SYSTEM Cited by 2 sources

Kafka Streams¶

Kafka Streams is a JVM client library for building stream-processing applications on top of systems/kafka. Not a separate cluster: the application is the stream processor, packaged as an ordinary JAR, scaled by running more instances. The central abstraction is the Topology — a DAG of source nodes (topics), processor nodes (map / filter / aggregate / join / user Processor), state stores, and sinks.

Topology, sub-topology, task (the structural vocabulary)¶

Topology — the full DAG the application hands to KafkaStreams.
Sub-topology — a connected component of the topology under the graph of shared operators / state stores. Kafka Streams derives sub-topologies implicitly when the application is constructed. Two source nodes with no shared operator or state between them form separate sub-topologies — even when they live in the same Topology object.
Task — the unit of parallelism: one task per sub-topology per partition index. When two topics consumed in the same sub-topology have matching partition counts, their partition i is owned by the same task, giving cross-topic partition colocation.

Partition assignor¶

StreamsPartitionAssignor assigns tasks to application instances on rebalance. Its co-partitioning check is per-sub-topology: topics within the same sub-topology are validated for matching partition counts and assigned together (same index → same task → same instance). Cross-sub-topology assignments are independent — that is the substrate rule behind the Expedia bug (see below).

State stores¶

Kafka Streams ships a managed storage abstraction — state stores — attached to processor nodes. They are:

Local to the task that owns them (RocksDB-backed by default, or in-memory, or pluggable).
Fault-tolerant via a changelog topic (every write mirrored).
Restorable on task failover (replay the changelog into a new task's local store).

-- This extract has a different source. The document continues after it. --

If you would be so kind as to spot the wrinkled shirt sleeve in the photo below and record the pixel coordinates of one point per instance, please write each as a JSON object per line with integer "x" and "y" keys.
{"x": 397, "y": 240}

State stores serve two roles, the second of which is the Expedia post's contribution:

Storage — hold aggregate state, join buffers, session state.
Topology-shape structural role — attaching the same state store to two otherwise-disjoint processing branches forces Kafka Streams to merge them into a single sub-topology, which restores cross-topic partition colocation. See patterns/shared-state-store-as-topology-unifier.

Partition colocation — the Expedia case¶

Expedia consumed from two topics (same partition count, similar keys) and relied on a local Guava cache to deduplicate expensive external-API calls across both streams. In production, identical keys landed on different application instances — because the two topics had been wired as independent sub-topologies (no shared state / operator) and Kafka Streams never tried to colocate their partitions. Fix: replace the Guava cache with a Kafka Streams state store attached to both branches, forcing sub-topology unification and restoring colocation. Source: sources/2025-11-11-expedia-kafka-streams-sub-topology-partition-colocation.

When cross-topic colocation is actually guaranteed by default¶

Explicit joins: KStream.join(KStream), KStream.join(KTable), etc. perform a co-partitioning check inside the assignor (matching partition counts required, same sub-topology by construction) — you don't need the state-store trick. The Expedia post is careful to distinguish its use case from this one: "this was not a join use case".
Repartition before merge: inserting through() / repartition() also lands both sides in a shared sub-topology by construction.
All other cross-topic coordination (cache-sharing, cross-topic stats, dedup) is on the developer to structure deliberately.

Seen in¶

sources/2024-05-09-highscalability-kafka-101 — canonical upstream-framing source positioning Kafka Streams as "a client library that exposes a high-level API for processing, transforming and enriching data in real time" — "native to Kafka and therefore doesn't require a separate complex deployment strategy" — "it is deployed as a regular Kafka client, usually within your application." Confirms exactly-once processing semantics when input + output are Kafka topics, and names the consumer-group protocol as the horizontal-scale substrate.
sources/2025-11-11-expedia-kafka-streams-sub-topology-partition-colocation — Expedia production debugging of implicit-two-sub-topology bug; shared state store used purely for topology-shape unification; formulates the rule: "Kafka Streams only guarantees partition colocation across topics if those topics are consumed within the same sub-topology and have the same number of partitions."